16:35:08 <jungleboyj> Ok, yeah, hard to understand that without imacdonn here.
16:36:07 <jungleboyj> Lets start there.  I will update the bug after the meeting and see if we can get more input.  Follow up in next week's meeting when hopefully Iain can be here.
16:36:14 <jungleboyj> Sound like a plan?
16:36:32 <geguileo> +1
16:36:35 <jungleboyj> Cool.
16:36:51 <jungleboyj> #action jungleboyj to update the bug and we will follow up in next week's meeting
16:37:36 <jungleboyj> #topic remove policy checks at DB layer?
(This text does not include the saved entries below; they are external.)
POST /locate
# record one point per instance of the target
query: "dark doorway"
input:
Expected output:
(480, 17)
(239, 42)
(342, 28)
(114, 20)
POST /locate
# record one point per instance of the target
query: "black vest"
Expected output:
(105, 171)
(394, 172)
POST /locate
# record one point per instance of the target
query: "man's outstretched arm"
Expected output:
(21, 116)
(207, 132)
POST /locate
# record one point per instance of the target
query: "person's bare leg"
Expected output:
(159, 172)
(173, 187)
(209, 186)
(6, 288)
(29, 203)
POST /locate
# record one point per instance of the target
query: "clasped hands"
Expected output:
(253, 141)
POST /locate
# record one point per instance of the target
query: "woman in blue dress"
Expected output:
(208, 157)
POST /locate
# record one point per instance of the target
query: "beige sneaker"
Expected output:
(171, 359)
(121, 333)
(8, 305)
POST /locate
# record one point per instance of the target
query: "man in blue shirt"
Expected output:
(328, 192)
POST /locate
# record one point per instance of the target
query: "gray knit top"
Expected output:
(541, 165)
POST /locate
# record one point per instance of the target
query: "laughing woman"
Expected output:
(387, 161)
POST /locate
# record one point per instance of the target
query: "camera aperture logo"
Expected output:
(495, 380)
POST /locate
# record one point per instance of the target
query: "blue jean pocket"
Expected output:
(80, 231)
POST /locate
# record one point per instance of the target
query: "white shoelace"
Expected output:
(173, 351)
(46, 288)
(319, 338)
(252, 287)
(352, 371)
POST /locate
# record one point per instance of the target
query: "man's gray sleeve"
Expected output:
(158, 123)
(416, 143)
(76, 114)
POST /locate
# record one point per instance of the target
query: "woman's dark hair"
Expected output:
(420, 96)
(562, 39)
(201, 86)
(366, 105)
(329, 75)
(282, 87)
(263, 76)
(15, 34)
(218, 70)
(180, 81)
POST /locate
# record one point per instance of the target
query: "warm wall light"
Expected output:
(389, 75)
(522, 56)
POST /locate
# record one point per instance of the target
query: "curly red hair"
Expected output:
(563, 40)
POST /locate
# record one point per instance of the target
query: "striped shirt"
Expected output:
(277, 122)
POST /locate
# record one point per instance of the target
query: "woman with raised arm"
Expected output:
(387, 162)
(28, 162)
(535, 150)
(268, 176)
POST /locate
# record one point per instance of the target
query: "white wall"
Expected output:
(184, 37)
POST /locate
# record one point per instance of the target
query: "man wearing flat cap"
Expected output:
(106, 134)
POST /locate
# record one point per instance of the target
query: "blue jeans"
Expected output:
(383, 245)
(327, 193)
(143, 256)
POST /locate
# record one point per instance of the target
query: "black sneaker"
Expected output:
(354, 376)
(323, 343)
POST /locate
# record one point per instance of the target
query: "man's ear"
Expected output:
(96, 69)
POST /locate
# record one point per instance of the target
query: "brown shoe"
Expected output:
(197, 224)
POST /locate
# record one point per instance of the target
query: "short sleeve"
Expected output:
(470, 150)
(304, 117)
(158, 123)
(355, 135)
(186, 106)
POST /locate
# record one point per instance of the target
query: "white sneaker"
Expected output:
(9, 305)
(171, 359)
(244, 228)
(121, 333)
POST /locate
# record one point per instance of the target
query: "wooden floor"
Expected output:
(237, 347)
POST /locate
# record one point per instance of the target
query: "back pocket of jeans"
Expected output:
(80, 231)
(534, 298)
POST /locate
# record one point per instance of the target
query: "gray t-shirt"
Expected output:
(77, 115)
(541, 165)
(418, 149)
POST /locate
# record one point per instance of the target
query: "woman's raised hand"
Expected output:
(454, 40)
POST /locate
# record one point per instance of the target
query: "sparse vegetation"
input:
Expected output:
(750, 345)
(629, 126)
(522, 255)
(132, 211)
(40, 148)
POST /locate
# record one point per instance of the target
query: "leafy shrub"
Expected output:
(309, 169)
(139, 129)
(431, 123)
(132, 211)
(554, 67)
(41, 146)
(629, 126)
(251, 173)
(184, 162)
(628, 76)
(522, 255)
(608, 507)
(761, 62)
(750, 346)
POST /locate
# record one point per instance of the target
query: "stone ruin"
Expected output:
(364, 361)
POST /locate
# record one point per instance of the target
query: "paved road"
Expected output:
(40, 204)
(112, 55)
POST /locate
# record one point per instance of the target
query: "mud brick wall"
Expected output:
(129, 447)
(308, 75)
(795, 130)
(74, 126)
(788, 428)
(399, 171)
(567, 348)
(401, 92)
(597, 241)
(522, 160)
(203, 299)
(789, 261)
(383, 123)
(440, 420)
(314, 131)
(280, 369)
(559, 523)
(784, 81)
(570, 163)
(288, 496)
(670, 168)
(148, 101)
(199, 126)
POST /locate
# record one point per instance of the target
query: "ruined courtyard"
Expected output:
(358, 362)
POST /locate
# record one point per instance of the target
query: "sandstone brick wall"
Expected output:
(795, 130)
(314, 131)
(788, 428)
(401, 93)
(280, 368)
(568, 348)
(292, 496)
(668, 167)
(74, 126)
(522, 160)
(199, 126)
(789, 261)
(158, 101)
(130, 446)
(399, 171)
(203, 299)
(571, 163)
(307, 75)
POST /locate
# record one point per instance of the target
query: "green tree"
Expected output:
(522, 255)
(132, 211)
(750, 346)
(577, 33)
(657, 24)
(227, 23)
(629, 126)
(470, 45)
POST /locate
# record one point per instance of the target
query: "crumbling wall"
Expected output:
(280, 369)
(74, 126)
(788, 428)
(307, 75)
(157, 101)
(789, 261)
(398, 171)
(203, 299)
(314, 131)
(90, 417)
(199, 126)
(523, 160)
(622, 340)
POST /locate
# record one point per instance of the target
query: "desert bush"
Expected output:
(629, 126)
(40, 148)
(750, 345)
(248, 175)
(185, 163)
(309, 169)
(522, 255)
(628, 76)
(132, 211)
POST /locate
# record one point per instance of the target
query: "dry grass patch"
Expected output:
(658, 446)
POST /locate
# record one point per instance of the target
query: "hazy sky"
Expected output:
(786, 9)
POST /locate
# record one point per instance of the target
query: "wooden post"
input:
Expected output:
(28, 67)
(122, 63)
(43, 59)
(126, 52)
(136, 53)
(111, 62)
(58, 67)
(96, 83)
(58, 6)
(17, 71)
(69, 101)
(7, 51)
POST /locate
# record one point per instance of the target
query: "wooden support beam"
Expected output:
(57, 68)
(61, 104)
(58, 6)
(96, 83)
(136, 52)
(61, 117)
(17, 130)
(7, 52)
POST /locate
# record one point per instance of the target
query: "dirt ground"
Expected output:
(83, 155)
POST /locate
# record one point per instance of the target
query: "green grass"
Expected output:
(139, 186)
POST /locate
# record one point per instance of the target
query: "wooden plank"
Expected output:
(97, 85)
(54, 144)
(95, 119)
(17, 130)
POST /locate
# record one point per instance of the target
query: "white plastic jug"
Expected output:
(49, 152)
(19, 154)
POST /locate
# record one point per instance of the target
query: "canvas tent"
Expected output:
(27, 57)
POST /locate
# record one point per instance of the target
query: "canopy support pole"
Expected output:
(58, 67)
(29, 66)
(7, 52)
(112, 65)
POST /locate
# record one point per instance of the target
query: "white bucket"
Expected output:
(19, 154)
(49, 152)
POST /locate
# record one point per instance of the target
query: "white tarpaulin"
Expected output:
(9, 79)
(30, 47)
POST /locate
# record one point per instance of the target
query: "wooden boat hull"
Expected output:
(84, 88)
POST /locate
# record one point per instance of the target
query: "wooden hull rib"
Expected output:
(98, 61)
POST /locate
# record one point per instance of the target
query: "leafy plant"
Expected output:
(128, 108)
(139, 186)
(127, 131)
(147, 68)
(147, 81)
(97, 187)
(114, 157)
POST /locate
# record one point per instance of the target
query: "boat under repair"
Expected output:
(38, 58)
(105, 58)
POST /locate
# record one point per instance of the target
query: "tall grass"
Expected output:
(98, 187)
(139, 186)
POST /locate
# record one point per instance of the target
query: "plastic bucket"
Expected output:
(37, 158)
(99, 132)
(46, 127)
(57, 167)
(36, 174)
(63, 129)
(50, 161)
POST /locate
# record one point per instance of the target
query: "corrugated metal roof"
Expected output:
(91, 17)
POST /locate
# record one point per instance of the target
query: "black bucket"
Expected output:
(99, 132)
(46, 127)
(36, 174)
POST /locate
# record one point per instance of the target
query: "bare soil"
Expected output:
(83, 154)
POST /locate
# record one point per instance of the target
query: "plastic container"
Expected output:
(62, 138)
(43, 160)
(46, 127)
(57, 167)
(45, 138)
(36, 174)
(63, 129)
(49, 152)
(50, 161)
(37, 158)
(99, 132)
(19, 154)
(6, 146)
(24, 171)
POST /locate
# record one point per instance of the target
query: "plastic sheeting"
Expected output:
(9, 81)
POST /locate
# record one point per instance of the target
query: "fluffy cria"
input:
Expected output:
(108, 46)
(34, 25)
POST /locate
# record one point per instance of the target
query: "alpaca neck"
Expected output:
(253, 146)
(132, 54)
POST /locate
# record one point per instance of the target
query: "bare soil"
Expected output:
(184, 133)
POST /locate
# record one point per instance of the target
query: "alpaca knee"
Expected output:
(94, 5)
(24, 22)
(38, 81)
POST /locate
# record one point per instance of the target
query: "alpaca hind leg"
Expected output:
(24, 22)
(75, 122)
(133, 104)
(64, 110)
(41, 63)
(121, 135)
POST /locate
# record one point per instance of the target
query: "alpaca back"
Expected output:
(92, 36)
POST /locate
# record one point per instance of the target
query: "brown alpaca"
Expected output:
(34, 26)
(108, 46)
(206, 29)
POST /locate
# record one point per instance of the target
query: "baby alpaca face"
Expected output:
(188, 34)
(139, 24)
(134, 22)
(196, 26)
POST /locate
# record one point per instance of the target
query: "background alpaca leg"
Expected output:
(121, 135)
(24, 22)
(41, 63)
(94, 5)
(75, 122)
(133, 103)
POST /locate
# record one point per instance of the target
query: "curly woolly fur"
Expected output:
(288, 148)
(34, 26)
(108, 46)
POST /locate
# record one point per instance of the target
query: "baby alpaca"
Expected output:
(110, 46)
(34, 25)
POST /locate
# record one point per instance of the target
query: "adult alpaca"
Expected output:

16:37:40 <jungleboyj> rosmaita:
16:37:45 <rosmaita> i'll be quick.  i thought removing the policy checks at the db layer was a no-brainer, but i am having second thoughts
16:37:53 <jungleboyj> :-)
16:37:56 <rosmaita> anyway, since it's already on the agenda, let me explain what's up
16:38:05 <rosmaita> here's the use case: an operator wants to have a "read-only" admin who can do audits but not make changes
16:38:15 <rosmaita> if you try to do this in the policy file:
16:38:15 <rosmaita> "some-delete-call": "rule:admin_api"
16:38:15 <rosmaita> "some-get-call": "rule:admin_api or role:observer-admin"
16:38:23 <rosmaita> the some-get-call fails when a non-admin user with role:observer-admin makes the call
16:38:35 <rosmaita> it's traceable to the db layer where we have a decorator @require_admin_context
16:38:45 <rosmaita> so we could eliminate that decorator ... but it decorates 97 functions in db/sqlalchemy/api.py
16:38:54 <rosmaita> that seems pretty risky
16:39:04 <rosmaita> plus, i've been thinking about this for a while, and it turns out that doing that won't completely address the use case anyway
16:39:22 <rosmaita> the reason why not is that if you want your read-only admin to see stuff like the admin metadata on a volume, that person has to be a "real" admin (in the sense of having a property defined in context_is_admin in the policy file that will make is_admin:True hold)
16:39:35 <rosmaita> so to handle that situation, you need to do an unsafe workaround that i was hoping to fix
16:39:46 <rosmaita> it's unsafe because if you want a read-only admin, you have to give that person a role that fits into how context_is_admin is defined, which makes that person a serious admin
16:39:58 <rosmaita> and then you have to plug up all the holes by adding something like "not role:observer-admin and ..." to each of the policies you *don't* want them to have
16:40:13 <rosmaita> i don't see any way around that
16:40:22 <rosmaita> anyway, i wrote up an etherpad while i was trying to figure this out
16:40:33 <rosmaita> #link https://etherpad.openstack.org/p/different-types-of-admin
16:40:41 <rosmaita> i'd appreciate it if anyone interested could read through and see if there's something i missed or if i'm being stupid
16:40:47 <jungleboyj> Yikes.  That all sounds kind of scary for what would be a limited use case.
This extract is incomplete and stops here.